Monday, April 9, 2012

New York Fed: "How Low Will the Unemployment Rate Go? "

From the Federal Reserve Bank of New York's Liberty Street blog:
A major theme of the posts in our labor market series has been that the outflows from unemployment, either into employment or out of the labor force, have been the primary determinant of unemployment rate dynamics in long expansions. The key to the importance of outflows is that within long expansions there have not been adverse shocks that lead to a burst of job losses. To illustrate the power of this mechanism, we presented simulations in a previous post that were based on the movements in the outflow and inflow rates in the previous three expansions. These simulated paths show the unemployment rate declining to a level well below current consensus predictions over the medium term.

    In this post, we run these simulations to their natural conclusion to see what happens to the unemployment rate if the current expansion lasts as long as any of the three most recent expansions. Recall that in these simulations, we assume that the inflow and outflow rates change at the same pace as they did in the expansions following the 1981-82, 1990-91, and 2001 recessions starting at thirty months into the expansion (roughly the point where we are now in the current expansion) through the start of the next recession (see the Okun’s Law post in this series for the length of each expansion). The simulated unemployment paths based on the three different scenarios are shown in the chart below.

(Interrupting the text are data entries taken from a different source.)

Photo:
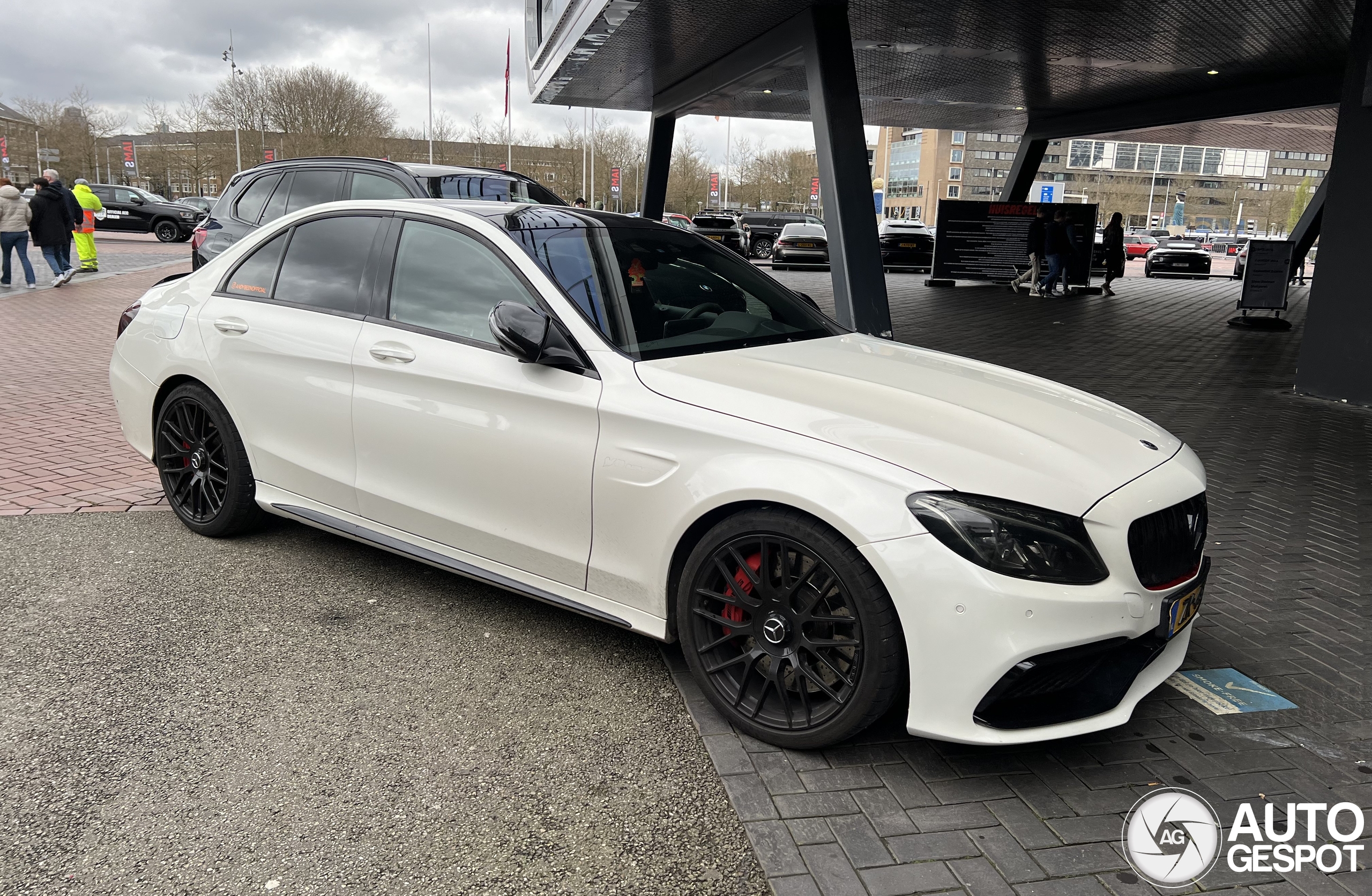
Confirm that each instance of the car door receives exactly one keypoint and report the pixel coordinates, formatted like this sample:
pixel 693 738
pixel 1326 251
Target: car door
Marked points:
pixel 457 441
pixel 280 334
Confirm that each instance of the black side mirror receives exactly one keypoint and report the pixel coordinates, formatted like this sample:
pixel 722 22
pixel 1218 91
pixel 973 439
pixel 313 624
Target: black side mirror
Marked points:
pixel 533 337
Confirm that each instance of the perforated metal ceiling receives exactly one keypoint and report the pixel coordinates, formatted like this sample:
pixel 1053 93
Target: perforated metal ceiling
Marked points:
pixel 978 64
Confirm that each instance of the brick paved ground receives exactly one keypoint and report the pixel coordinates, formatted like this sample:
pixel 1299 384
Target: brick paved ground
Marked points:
pixel 1290 537
pixel 61 448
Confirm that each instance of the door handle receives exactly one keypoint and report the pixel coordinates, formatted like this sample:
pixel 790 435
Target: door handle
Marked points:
pixel 231 326
pixel 391 352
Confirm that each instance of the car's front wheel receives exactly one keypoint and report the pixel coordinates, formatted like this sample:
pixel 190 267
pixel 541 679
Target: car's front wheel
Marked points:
pixel 167 231
pixel 204 466
pixel 788 629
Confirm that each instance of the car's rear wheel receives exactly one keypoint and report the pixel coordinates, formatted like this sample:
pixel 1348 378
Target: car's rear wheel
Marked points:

    The simulations demonstrate the importance of expansion length in reducing unemployment. Under the flow dynamics of the record-long 1990s expansion, the simulated unemployment rate falls to 4.7 percent, 5.3 percentage points below the peak unemployment rate observed in the recession period. For comparison, the actual unemployment rate fell to 3.9 percent in the 1990s expansion, 3.9 percentage points below its peak. The simulation using the flow rates in the 1980s expansion gives very similar dynamics: the simulated decline is 4.9 percentage points, whereas the unemployment rate actually fell 5.8 percentage points in the 1980s expansion to 5 percent. Consistent with the shorter duration of the 2000s expansion, the simulation based on the flow rates from that expansion has a minimum unemployment rate of 6 percent and the unemployment rate begins to rise toward the end of the simulation.